Emerging directions encompass deeper integration of reward-driven RL for multi-query inference, further coupling of graph expansion with LLM-based prompting, adaptive determination of the optimal number of queries to generate per context, and extension to broader code-synthesis and multi-modal tasks.

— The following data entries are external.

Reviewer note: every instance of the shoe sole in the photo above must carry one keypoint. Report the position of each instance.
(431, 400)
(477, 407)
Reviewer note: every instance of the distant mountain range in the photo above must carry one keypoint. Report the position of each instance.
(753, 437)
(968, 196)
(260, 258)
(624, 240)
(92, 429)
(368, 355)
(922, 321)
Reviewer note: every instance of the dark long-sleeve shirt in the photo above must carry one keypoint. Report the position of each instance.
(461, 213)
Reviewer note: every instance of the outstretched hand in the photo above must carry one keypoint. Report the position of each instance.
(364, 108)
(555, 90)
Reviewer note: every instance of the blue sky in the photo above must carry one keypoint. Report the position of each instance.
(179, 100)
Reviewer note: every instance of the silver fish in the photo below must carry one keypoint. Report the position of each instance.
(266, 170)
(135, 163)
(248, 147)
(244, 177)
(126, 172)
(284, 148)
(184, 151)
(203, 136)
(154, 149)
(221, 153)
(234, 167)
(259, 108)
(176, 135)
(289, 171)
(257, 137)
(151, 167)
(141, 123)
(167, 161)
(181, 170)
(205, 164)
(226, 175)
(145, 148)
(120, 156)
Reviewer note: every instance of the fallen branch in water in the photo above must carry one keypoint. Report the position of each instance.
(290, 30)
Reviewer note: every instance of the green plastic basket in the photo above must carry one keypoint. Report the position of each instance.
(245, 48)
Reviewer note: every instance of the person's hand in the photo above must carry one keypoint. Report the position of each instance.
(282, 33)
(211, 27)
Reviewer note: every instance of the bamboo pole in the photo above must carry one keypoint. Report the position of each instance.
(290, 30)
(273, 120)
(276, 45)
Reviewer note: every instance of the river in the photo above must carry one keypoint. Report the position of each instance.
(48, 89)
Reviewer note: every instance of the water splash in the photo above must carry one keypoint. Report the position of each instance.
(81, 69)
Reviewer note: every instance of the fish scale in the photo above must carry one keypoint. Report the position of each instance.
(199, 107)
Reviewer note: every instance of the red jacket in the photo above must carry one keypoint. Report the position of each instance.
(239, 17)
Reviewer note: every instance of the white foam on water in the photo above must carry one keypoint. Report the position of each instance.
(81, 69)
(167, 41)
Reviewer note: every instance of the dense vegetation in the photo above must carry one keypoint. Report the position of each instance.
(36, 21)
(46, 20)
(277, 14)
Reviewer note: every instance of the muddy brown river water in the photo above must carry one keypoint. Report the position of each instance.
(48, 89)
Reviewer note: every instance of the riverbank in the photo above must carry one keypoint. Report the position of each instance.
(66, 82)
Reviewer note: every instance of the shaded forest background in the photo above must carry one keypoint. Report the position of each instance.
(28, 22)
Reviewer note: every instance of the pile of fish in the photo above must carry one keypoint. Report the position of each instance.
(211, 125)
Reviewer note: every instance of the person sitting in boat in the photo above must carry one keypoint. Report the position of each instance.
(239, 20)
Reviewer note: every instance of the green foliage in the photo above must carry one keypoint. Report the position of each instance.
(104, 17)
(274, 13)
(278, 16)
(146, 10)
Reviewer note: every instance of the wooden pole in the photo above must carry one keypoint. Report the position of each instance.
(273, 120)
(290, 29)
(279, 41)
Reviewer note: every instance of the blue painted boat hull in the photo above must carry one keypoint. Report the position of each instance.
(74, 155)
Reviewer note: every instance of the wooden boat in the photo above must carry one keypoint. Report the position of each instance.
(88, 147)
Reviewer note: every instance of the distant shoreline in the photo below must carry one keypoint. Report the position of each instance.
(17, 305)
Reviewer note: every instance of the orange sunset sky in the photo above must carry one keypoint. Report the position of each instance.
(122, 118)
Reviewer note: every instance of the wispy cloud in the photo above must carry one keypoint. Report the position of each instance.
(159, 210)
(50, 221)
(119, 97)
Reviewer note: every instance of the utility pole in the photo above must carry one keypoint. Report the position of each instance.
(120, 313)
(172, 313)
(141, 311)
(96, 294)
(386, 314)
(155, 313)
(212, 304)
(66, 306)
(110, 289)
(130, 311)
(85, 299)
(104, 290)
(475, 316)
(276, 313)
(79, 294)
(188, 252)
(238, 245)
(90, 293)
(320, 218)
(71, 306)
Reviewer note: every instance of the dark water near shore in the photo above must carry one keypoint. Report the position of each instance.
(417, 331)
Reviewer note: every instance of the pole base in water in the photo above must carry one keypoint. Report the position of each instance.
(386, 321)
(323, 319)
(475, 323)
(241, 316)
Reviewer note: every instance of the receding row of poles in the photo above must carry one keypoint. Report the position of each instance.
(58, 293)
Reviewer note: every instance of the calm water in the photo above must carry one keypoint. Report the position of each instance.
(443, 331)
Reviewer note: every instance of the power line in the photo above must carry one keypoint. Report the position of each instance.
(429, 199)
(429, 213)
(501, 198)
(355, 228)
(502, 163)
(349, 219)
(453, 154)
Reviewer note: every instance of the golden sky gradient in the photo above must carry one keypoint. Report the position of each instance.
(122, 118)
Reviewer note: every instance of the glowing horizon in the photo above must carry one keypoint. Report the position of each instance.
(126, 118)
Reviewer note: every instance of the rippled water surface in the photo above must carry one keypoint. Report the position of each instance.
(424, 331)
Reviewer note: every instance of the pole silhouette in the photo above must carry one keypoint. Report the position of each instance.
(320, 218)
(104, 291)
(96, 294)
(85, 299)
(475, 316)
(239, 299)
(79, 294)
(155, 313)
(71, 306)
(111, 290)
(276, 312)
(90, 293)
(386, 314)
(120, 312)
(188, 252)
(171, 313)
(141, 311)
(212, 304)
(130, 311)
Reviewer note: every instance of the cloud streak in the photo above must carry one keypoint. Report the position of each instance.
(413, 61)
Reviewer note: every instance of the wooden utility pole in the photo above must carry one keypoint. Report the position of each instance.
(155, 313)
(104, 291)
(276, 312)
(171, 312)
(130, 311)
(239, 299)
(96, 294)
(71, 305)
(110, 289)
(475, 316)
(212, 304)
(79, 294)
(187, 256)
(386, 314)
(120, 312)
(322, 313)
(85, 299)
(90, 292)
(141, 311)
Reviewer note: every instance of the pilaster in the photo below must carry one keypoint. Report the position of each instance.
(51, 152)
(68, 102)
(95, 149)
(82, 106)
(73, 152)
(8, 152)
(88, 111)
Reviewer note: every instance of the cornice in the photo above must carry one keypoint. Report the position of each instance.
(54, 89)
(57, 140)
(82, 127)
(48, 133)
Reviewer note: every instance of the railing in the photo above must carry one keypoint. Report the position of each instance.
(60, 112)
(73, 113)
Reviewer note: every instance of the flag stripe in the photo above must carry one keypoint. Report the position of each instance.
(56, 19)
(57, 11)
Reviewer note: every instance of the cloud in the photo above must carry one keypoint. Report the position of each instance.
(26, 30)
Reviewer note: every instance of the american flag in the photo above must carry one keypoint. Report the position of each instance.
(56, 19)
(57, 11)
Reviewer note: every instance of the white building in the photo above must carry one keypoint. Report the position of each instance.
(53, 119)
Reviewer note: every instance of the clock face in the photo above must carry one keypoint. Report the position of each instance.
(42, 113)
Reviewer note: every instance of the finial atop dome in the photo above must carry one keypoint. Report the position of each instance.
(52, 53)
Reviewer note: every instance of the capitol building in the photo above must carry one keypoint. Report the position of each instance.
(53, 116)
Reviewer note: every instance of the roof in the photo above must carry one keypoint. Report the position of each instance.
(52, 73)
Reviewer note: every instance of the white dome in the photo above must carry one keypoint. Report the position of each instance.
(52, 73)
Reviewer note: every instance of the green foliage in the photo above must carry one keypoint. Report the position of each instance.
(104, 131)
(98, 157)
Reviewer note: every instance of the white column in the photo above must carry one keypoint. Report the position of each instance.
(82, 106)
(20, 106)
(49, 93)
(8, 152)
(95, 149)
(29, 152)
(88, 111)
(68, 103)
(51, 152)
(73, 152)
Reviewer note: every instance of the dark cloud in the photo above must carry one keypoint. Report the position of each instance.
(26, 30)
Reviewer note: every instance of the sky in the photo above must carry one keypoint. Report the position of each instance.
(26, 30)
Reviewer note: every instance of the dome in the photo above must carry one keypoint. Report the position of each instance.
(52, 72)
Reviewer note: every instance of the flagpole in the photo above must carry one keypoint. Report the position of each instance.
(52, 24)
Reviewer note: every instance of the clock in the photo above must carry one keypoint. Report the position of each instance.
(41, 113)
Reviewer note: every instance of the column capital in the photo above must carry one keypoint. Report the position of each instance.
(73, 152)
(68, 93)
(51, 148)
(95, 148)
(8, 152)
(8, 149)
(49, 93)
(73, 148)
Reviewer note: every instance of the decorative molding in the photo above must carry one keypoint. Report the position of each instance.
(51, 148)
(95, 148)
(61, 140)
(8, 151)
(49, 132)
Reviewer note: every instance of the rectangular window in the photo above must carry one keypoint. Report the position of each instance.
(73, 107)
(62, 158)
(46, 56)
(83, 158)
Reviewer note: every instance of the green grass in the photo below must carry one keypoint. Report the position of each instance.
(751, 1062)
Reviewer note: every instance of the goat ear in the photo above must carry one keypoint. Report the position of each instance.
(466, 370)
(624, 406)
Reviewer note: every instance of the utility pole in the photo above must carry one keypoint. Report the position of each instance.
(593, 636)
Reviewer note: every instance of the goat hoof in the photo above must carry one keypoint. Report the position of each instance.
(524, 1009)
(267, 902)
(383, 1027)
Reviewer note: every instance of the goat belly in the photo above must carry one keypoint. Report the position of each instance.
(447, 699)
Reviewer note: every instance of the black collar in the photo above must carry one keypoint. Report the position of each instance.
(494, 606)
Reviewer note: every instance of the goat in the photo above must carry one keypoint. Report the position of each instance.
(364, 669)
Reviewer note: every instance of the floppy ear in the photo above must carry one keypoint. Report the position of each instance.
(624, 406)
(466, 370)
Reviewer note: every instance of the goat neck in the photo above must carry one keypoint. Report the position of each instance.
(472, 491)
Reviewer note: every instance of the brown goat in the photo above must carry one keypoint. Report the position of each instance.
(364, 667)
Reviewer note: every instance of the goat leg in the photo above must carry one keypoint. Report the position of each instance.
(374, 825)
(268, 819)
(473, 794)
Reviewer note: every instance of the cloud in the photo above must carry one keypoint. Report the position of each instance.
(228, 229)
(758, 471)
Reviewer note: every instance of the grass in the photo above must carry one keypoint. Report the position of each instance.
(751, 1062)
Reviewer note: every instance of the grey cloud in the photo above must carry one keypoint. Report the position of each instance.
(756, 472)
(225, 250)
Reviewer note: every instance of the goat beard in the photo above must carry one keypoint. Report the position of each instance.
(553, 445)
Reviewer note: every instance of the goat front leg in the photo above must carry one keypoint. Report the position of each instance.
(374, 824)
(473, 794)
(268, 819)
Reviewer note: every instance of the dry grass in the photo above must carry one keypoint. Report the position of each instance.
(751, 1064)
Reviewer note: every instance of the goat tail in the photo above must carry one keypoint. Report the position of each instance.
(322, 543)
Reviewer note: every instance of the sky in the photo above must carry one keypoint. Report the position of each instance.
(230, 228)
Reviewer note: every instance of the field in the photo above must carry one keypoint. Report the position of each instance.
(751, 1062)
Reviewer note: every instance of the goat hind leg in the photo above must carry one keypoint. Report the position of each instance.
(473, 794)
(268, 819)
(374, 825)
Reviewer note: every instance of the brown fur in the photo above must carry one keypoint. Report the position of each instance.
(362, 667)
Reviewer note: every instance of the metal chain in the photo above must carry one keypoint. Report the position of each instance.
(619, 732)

6. Summary Table: Principal Multi-Query Generation Frameworks

Paper/Framework	Core Technique	Primary Application Area
MarginalGreedy (Kathuria et al., 2015)	Submodular Greedy Optimization	SQL MQO, batch analytics
GLADE MQO (Rafay, 2016)	Cost-based Shared Join Plan Generation	SQL-on-Hadoop systems
TriC (Zervakis et al., 2019)	Trie-based Subgraph Indexing	Continuous graph stream MQP
MSQG (Cho et al., 2019)	Multi-source Aggregation in Seq2Seq	Common question generation
CMQR (Kostric et al., 27 Jun 2024)	Beam Search Multi-Query Rewriting	Conversational passage retrieval
MoMQ (Lin et al., 24 Oct 2024)	MoE with Dialect-specific Expert Routing	Multi-dialect SQL/text-to-query
MQ4CS (Lupart et al., 22 Nov 2024, Abbasiantaeb et al., 28 Mar 2024)	LLM aspect decomposition + reranking	Conversational search and retrieval
RAG-R1 (Tan et al., 30 Jun 2025)	RL-enhanced Multi-query Parallelism	Retrieval-Augmented QA with LLMs
QMKGF (Wei et al., 7 Jul 2025)	Multi-Path KG Expansion, Attention Fusion	Retrieval-augmented query expansion

7. Conclusion

Multi-query generation, in its various algorithmic and representational forms, constitutes a critical foundation for the next generation of efficient, expressive, and robust information systems. Across domains ranging from declarative analytics and database systems to retrieval-augmented conversational AI and recommendation, recent advances exploit greedy maximization, mixture-of-expert modularity, deep reinforcement learning, knowledge graph fusion, and LLM-guided decomposition to push the frontier of tractable, adaptive, and comprehensive query handling. Ongoing challenges include format robustness, multi-dialect generalization, and the semantics-pragmatics interface in multi-aspect expansion. As such, multi-query generation is poised to remain a central and rapidly evolving research direction in large-scale data and knowledge management.